The Mandalorian Season 3 Episode 3 Review

There are so many little nods in this episode that it’s difficult to track them all.

As Din Djarin and Bo-Katan battle the TIE Interceptors, there’s a moment with the N1 Starfighter that looks as though it was pulled straight out of Tim Burton’s “Batman” (1989). Din Djarin pulls straight up into the air with his N1, leaving the silhouette of the ship to hang in the sky for just a moment before descending back down on his enemies. It hearkens back to that moment when the Batwing is framed against the moon in the night sky during the penultimate climax in Tim Burton’s superhero masterpiece.

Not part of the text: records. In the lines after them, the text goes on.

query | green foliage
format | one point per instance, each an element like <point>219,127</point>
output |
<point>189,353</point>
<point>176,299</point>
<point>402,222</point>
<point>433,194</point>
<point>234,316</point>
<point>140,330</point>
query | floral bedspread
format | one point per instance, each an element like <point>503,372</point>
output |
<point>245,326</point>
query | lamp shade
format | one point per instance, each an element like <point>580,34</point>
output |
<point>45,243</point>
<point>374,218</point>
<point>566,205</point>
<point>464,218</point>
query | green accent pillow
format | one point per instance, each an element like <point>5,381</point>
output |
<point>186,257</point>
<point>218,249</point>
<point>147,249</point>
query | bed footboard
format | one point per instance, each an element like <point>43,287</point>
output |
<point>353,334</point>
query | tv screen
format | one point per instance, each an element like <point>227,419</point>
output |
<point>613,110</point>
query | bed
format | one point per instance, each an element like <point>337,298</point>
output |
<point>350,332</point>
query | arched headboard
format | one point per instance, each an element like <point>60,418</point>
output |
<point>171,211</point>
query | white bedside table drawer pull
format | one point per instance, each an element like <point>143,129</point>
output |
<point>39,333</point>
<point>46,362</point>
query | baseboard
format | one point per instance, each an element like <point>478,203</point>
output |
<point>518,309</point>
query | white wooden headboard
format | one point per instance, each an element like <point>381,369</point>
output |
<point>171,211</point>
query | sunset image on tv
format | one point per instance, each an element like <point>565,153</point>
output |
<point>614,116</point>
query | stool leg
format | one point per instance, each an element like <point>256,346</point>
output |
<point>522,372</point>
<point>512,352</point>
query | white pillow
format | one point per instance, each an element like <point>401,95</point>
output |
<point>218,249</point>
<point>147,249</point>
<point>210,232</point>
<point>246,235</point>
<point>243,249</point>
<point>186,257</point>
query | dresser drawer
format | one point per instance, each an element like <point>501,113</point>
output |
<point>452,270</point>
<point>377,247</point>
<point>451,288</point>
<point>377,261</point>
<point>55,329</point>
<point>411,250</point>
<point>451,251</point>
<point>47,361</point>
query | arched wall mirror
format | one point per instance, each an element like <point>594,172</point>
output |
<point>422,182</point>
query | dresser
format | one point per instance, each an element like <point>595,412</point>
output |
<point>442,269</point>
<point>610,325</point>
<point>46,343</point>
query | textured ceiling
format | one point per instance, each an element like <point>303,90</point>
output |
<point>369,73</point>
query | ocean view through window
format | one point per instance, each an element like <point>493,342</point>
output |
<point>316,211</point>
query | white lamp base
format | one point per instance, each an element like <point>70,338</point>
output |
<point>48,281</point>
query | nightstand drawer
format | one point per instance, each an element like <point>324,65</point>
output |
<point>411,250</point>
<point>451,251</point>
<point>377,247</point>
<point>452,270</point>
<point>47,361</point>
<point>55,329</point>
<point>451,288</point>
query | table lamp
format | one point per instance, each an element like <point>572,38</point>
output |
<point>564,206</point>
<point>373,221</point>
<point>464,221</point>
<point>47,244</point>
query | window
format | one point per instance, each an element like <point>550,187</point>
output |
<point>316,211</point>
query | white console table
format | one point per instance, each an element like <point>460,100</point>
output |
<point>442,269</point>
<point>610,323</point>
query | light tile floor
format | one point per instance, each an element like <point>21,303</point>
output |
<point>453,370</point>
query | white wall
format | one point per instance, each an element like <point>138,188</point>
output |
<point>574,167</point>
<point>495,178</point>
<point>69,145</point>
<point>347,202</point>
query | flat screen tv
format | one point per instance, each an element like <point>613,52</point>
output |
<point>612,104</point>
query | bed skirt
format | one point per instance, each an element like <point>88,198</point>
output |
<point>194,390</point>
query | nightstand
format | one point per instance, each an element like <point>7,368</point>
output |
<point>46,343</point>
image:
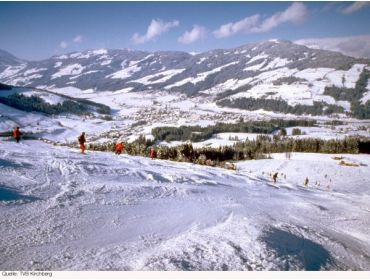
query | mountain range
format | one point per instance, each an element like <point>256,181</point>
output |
<point>275,75</point>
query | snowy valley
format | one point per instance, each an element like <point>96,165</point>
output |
<point>102,211</point>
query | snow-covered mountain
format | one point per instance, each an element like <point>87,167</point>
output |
<point>275,70</point>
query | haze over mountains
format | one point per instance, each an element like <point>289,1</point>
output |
<point>285,74</point>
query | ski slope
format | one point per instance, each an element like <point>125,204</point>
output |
<point>65,211</point>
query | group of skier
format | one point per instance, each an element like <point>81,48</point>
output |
<point>119,147</point>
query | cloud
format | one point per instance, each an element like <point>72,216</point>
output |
<point>354,7</point>
<point>197,33</point>
<point>156,28</point>
<point>244,25</point>
<point>295,13</point>
<point>356,46</point>
<point>78,39</point>
<point>63,45</point>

Then, we set the stage on Coruscant, the former capital of the Republic. For those folks hoping to see Mon Mothma or any of the inner workings of the government, it’s important to note that Coruscant is not the capital in this era of the New Republic. That honor goes to Mon Mothma’s home planet of Chandrila. After that, other planets hosted the capital until it landed on Hosnian Prime at the time of “The Force Awakens,” when it was destroyed by the First Order’s Starkiller base. Coruscant was one of the last planets to fall to the New Republic after Mas Amedda signed an instrument of surrender well after the Battle of Jakku. You can read all about that in Chuck Wenig’s “Aftermath” books.

On Coruscant, there are some familiar sights. Chief among them is the opera house that Dr. Pershing is speaking in at the beginning of the episode. It’s the same one where Anakin Skywalker and Sheev Palpatine had their discussion about midi-chlorians and Darth Plagueis in “Revenge of the Sith.”

Monument Plaza is a location we’ve heard a lot about but have never seen in close detail in live action. The peak of Umate, the highest mountain on Coruscant, features at the center of the plaza and Pershing and Kane have a touching heart-to-heart there. It’s featured in media from “The High Republic,” “The Clone Wars,” and Chuck Wendig’s “Aftermath.” We glimpse it in “Return of the Jedi” for the barest of seconds. It’s an important spot on Coruscant and it’s good to be getting a better look at it. The music here is also very familiar. It sounds like they’ve adapted John Williams’ “March of the Resistance” to play here, which is a very interesting choice of theme here.

The bus Pershing and Kane get on also feels very much like the transport Padmé and Anakin take to get to the refugee ship in “Attack of the Clones.”

Other locations on Coruscant are mentioned, including the Skydome Botanical Gardens, which come right out of old Legends material.

The last thing I’ll point out: the days of the week that get called out in the episode. Benduday is the equivalent of Friday in a galaxy far, far away, named after the Bendu monks that were an early precursor to the Jedi Order on Coruscant. Whether they’re related to the Bendu that was voiced by Tom Baker in “Star Wars Rebels” is up for debate. Taungsday is the third day of the week in the galactic calendar, and weeks in “Star Wars” are 5 days long, not 7. All of these days have an obscure origin in a magazine series published between 2014-2016 by DeAgostini that came with replicas of pieces of the Millennium Falcon.